Boeing’s KC-46 tanker for the U.S. Air Force.
WASHINGTON – The nation’s highest ranking Air Force officer praised Boeing CEO Dave Calhoun for quickly working with the Department of Defense to repair the KC-46 refueling tanker, which the defense contractor He promised it would be the backbone of American air power.
“I am much more confident today in Boeing’s performance and behavior on the KC-46 than in all my time here, and I give the new CEO a lot of credit for being a man of his word.” Air Force Chief of Staff Gen. David Goldfein said in a teleconference hosted by Brookings.
Calhoun, who rose to the top spot at Boeing in January, promised the four-star general that he would rectify the problems with the new tanker program.
“Three days after new CEO Dave Calhoun took his place, I wrote him a letter, he came to see me. We had a very frank conversation and I asked him for a couple of things,” Goldfein said.
He said he said to Calhoun, “Listen, I don’t see the resources being placed against this program that need to be placed. I’m no longer interested in half measures when it comes to the remote visual system, and frankly I’m not seeing the talent of the company on this show that you should be watching. “
Last January, after a two-year delay, the Air Force received its first two Boeing refueling tankers. And while the Air Force plans to buy 179 tankers, the program has been plagued with a litany of problems, including foreign object debris and problems with the camera system used during the refueling process.
The delivery marked an important milestone for the program that exceeded the budget by more than $ 3 billion.
Boeing’s KC-46 aerial refueling tanker delivers fuel to an aircraft.
Goldfein said that after their meeting with Calhoun, the Pentagon and Boeing were able to come up with an engineering design solution. The chief of the Air Force compared the situation with the first days of the C-17, the army’s great global transport aircraft.
“At first, it was a disaster, and we almost lost that show multiple times, but no one remembers it,” Goldfein said of the C-17 plane.
“Right now we look at the C-17, everyone flies it. It is amazing that it is probably one of the most important weapon systems we have ever deployed. It is the heartbeat of global mobility, but no one remembers those early days. KC-46 I’m convinced that it will be a weapons system that we are all proud of, “he said, adding that he has flown the new tank truck twice.
Goldfein’s comments come as the aircraft maker faces the economic toll of the coronavirus, the latest blow to Boeing since it stopped production of the 737 Max, which was worldwide for just over a year after two accidents. fatalities that killed 346 people.
In April, the Pentagon released $ 882 million in withheld payments to Boeing in an effort to ease the financial strain of the coronavirus outbreak on the defense contractor.
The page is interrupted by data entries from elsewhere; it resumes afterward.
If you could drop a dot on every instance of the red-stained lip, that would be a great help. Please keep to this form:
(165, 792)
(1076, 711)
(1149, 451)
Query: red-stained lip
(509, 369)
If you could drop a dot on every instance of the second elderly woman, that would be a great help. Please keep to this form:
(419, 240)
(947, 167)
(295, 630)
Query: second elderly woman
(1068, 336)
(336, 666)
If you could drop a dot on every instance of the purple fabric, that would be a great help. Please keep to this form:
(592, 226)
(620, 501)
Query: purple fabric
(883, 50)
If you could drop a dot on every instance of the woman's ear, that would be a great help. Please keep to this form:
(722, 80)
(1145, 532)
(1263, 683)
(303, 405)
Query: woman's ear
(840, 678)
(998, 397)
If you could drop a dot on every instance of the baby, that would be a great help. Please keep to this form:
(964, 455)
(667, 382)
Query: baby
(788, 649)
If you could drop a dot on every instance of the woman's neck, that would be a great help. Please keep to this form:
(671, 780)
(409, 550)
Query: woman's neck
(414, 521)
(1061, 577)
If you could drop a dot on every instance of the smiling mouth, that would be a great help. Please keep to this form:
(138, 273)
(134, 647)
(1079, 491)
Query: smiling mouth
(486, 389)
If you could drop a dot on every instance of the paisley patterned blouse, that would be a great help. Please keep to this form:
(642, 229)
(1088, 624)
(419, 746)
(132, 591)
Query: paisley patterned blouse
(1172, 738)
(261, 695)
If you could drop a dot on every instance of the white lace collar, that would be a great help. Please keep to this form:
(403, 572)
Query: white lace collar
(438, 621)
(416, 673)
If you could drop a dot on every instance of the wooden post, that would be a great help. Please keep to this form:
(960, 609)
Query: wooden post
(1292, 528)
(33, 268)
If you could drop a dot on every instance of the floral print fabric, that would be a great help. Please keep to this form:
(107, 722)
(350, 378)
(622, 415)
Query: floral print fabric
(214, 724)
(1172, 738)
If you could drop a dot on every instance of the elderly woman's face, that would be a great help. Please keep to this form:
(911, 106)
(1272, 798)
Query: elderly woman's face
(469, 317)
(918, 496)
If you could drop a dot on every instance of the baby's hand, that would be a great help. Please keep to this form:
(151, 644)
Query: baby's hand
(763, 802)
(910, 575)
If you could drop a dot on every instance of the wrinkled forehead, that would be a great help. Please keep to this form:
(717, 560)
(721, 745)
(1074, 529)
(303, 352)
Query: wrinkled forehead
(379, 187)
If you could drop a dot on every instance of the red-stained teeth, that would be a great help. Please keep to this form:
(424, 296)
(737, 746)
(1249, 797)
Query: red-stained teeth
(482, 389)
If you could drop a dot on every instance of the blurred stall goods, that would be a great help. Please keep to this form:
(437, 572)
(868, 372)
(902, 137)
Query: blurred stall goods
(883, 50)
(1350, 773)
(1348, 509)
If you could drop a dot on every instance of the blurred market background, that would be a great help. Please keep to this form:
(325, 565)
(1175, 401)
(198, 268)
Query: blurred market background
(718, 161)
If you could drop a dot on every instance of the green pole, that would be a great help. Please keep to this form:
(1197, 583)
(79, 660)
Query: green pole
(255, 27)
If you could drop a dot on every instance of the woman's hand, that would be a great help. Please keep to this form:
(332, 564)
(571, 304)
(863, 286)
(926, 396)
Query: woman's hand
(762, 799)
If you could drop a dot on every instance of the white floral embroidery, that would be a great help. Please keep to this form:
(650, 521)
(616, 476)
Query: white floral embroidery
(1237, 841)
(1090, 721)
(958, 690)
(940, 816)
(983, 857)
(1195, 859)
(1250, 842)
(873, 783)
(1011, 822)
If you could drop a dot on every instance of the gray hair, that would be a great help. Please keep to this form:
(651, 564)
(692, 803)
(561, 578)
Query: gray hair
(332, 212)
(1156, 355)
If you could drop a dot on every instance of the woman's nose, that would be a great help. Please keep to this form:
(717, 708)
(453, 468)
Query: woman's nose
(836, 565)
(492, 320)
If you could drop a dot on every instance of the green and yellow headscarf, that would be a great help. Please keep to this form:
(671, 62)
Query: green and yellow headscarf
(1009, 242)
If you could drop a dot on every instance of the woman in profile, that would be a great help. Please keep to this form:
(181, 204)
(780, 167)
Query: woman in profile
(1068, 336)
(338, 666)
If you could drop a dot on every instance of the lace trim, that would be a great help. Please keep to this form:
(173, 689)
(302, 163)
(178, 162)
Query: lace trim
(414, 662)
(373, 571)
The U.S. Air Force and Boeing negotiated the release of the payments, which were delayed due to pending failures with the KC-46 refueling tanker.
“When Covid-19 hit, obviously, things changed for the entire defense industrial base,” Will Roper, deputy secretary of the Air Force for procurement, technology and logistics, told Pentagon journalists in April by teleconference.
“Cash flow is everything right now, liquidity is everything, and we’ve created policies in the Department of the Air Force to get as much cash out of our hands and into the industry as possible … The KC-46 is no exception, “he added.